CONCORD – The money to fund a settlement between the state, federal government and citizens in the state’s mental health system was approved by the House Thursday, 173-125.
Under House Bill 1635, the state would use about $7 million in federal funds and about $4 million in state general funds over the next year-and-a-half to pay for the cost of the settlement.
Citizens in the state’s mental health system claimed they were not being placed in the least restrictive services and were receiving inadequate care through the state’s community mental health program.
The federal Justice Department joined the suit, which was settled in December with the state agreeing to beef up services, particularly in housing and employment and for crisis intervention.
Gov. Maggie Hassan backed the bill, saying it carries out the settlement reached between the parties.
“The settlement agreement further enhances community-based mental health services and increases crisis-support services, helping to address the trend of acute mental health cases at our hospitals’ emergency rooms,” Hassan said. “It also ensures that we can continue addressing our mental health challenges in a fiscally responsible way that protects the state’s budget and ensures that New Hampshire citizens are driving improvements in our mental health system – not federal judges.”
Opponents said they agreed with the settlement, but not with the proposed way to pay for it.
Rep. Neal Kurk, R-Weare, said additional state workers could be hired to carry out the terms of the settlement instead of contracting with the community mental health agencies, saving the state millions of dollars.

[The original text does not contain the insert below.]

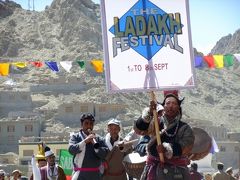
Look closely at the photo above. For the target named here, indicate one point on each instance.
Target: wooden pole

He proposed the Health and Human Service Department absorb the cost in its $4 billion, two-year budget rather than opening up the biennial budget and adding the money.
“We heard yesterday a deal is a deal, is a deal,” Kurk said. “A budget is a budget, is a budget. We don’t reopen budgets.”
But supporters said unless the lawmakers fund the settlement to allow Health and Human Services to meet its obligations, the state will face escalating legal costs.
Rep. Sharon Nordgren, D-Hanover, said the plaintiffs and U.S. Justice Department may withdraw their consent to the settlement if the Legislature does not fund it and revive their claims against the state.
“Failure to pass this could result in $8 million more in costs,” Nordgren said. “This is a fiscally responsible settlement.”
But House Minority Leader Gene Chandler, R-Bartlett, said the House wants to use money it has yet to collect to pay for the settlement.
“By passing HB 1635, we are not only opening up the budget once again, we’re spending money we don’t have yet,” Chandler said. “We’re now proposing to use funds from the current budget surplus, which is only anticipated, not guaranteed.”
The bill now goes to the Senate.
The House voted 174-105 to kill a bill that would have prohibited purchasing alcohol and tobacco with electronic benefit transfer cards used by welfare and food stamp recipients.
House Bill 1213 is one of several dealing with EBT cards and lawmakers said they should wait and do a comprehensive review of card use and how state agencies should manage their use.
Questions have been raised about the use of the cards with some saying they are being used to purchase non-essential items or used in cash machines with no way of tracking purchases.
Federal law forbids the use of the cards for such things as strip clubs or race tracks.
Health and Human Services officials say it is almost impossible to track what people using the cards purchase.
Lawmakers have established an interim study committee to look into the issue.